Biography

Eric Nelson is Professor of Government at Harvard University. His research focuses on the history of political thought in early-modern Europe and America, and on the implications of that history for debates in contemporary political theory.

Particular interests include the history of republican political theory, the reception of classical political thought in early-modern Europe, theories of property, and the philosophy of Thomas Hobbes.

Nelson is the author of The Hebrew Republic: Jewish Sources and the Transformation of European Political Thought (Harvard/Belknap, 2010) and The Greek Tradition in Republican Thought (Cambridge University Press, 2004), as well as editor of Hobbes's translations of the Iliad and Odyssey for the Clarendon Edition of the Works of Thomas Hobbes (The Clarendon Press, Oxford, 2008). His essays have appeared in a wide range of scholarly journals and edited volumes.

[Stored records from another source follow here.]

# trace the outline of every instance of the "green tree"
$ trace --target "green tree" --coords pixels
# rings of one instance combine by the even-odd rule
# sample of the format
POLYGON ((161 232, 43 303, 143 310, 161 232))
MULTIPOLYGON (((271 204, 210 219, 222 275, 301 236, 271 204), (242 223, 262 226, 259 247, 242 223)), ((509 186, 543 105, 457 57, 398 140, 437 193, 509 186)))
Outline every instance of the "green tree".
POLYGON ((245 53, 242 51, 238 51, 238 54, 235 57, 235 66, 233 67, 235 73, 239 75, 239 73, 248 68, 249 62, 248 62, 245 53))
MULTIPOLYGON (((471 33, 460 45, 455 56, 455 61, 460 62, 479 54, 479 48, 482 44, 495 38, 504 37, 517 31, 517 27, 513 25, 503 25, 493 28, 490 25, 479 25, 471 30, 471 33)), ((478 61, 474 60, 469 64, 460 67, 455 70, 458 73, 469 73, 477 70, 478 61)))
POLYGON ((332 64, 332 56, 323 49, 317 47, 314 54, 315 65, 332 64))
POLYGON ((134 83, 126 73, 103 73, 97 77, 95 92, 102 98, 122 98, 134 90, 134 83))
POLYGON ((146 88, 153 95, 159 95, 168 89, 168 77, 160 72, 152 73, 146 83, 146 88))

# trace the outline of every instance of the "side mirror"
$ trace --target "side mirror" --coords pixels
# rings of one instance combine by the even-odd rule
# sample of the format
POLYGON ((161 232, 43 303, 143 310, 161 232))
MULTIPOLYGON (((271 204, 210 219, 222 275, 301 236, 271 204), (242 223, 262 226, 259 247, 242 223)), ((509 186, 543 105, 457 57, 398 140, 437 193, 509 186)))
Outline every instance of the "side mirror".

Nelson received his AB summa cum laude from Harvard University (1999) and his PhD from The University of Cambridge (2002). He has been awarded fellowships by the John Simon Guggenheim Memorial Foundation and the American Council of Learned Societies. He has also been a Junior Fellow in the Harvard Society of Fellows, a Fellow of Trinity College, Cambridge, and a British Marshall Scholar. 

He is currently at work on a study of the political thought of the American Revolution, as well as a long-term project on property rights and the theory of justice.